The exclamation ‘Sweet Jesus’ seemed to punctuate the stillness of the garden the deeper I investigated into the shady nooks of the property! I have this same plant, Anemonopsis macrophylla, and after three years had almost given up home of it ever maturing into anything remotely similar in size to this voluptuous patch! ‘I think I’ve had it six years!’ was actually music to my ears and eyes! If I can wait another three, this might be the reward I have to look forward to! Fingers crossed!
I lost my Morina longifolia last winter, but was still in awe of the fact that Marie’s patch must have included close to eight stems that will bloom in the coming weeks! Its a wonderful oddity, with thistle like foliage and wonderful flowers that only turn pink as each flower is fertilized!
One of my favourite aspects of working at LittleTree is that sometimes my favourite clients come in just to talk plants! Perhaps they need an identification on something that, in the throes of a mass purchase, they have forgotten the name, or sometimes, and these are the moments I relish most, they will introduce me to something rare and unusual that they grow! This is definitely the case with Gillenia stipulata! I am well acquainted with G.trifoliata, but when Marie recently expounded the virtues of one with deeply serrated foliage…. well you know the immediate response when I spotted Mousier Stipulata!
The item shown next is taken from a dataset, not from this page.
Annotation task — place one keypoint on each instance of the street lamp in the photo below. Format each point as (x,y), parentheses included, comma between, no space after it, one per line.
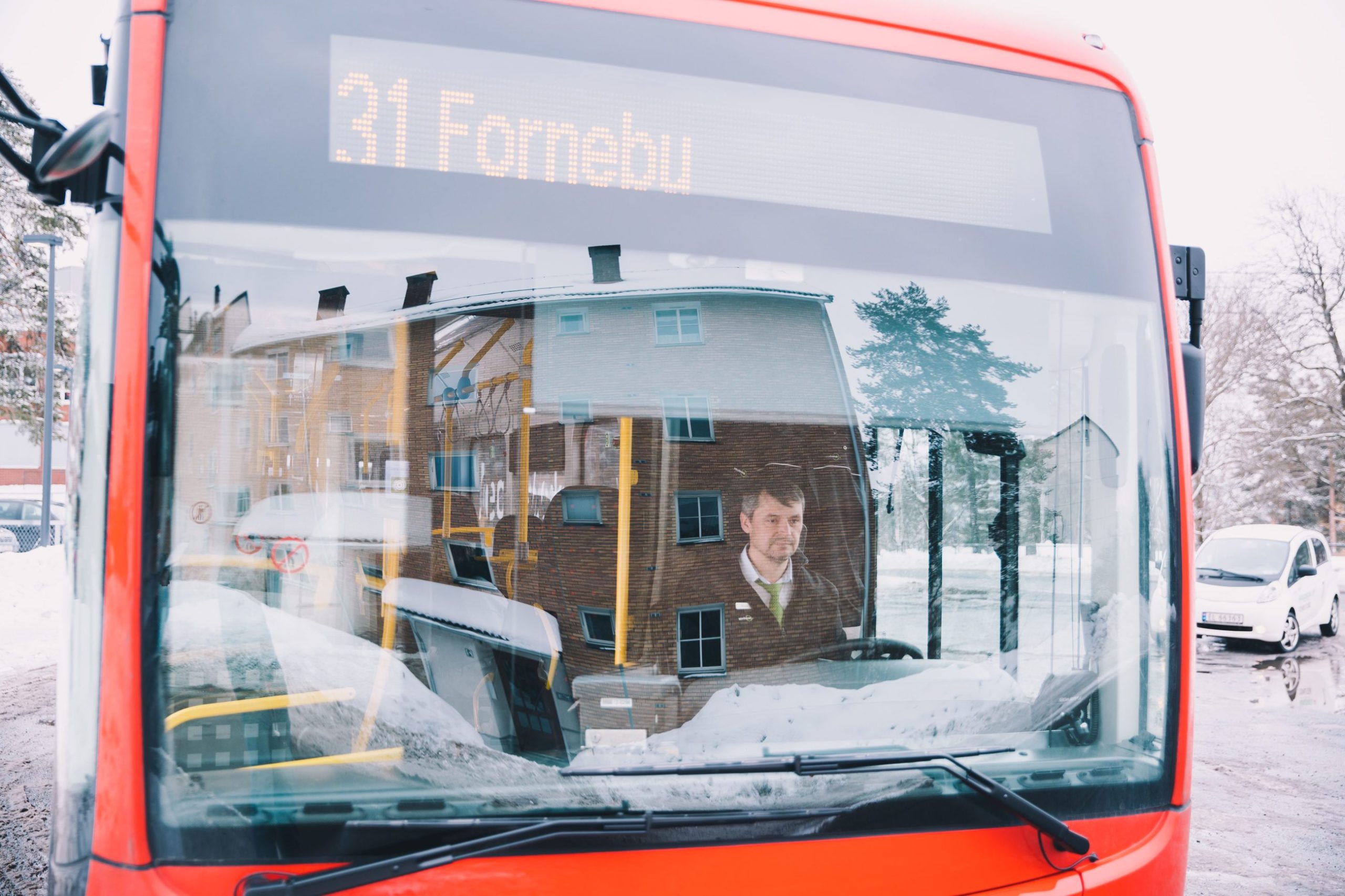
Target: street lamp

Acer shirasawanum ‘Aureum’ glows in the woodland garden, one that in early Spring is awash with flood waters. I was amazed to see how many plants seemed to thrive at this time of year after having been submerged in early Spring. I think I know the secret behind successfully cultivating Disporum cantoniense ‘Night Heron’ – flood the bejesus out of it in the Spring and then sit back and wait.
‘And before you shout Sweet Jesus again, yes Barry, that is Podophyllum ‘Spotty Dotty!’ Another rare and unusual woodland wonder that I have been tempted to break down and purchase! [No Megan, I did not type that last sentence. That was the ‘editor’ at large!]
I mentioned Disporum cantoniense ‘Night Heron’ a paragraph or so back….. this is what I am talking about! I have tried everything to get mine to grow, and every year it gives me two or three stems that might reach 30cm in height, but rarely anything larger. Sweet Jesus, I couldn’t get even half of this plant into the viewfinder. Drown the beast! It seems to like it from what Marie said about the Spring flooding!
My head was awash with information: new plants that I needed to try and locate [another reason for a return trip to Lost Horizons? Like I ever need one!] new planting combinations, and the desire to seek out more sun [‘you could always grow them on your roof you know!] so that I could grow at least two or three more Clematis!
Kind thanks to Megan, my partner in crime for providing the transportation, but most importantly, thanks to Marie for giving us the opportunity to get an up close and personally guided tour of what truly is a labor of love and botanical wonder!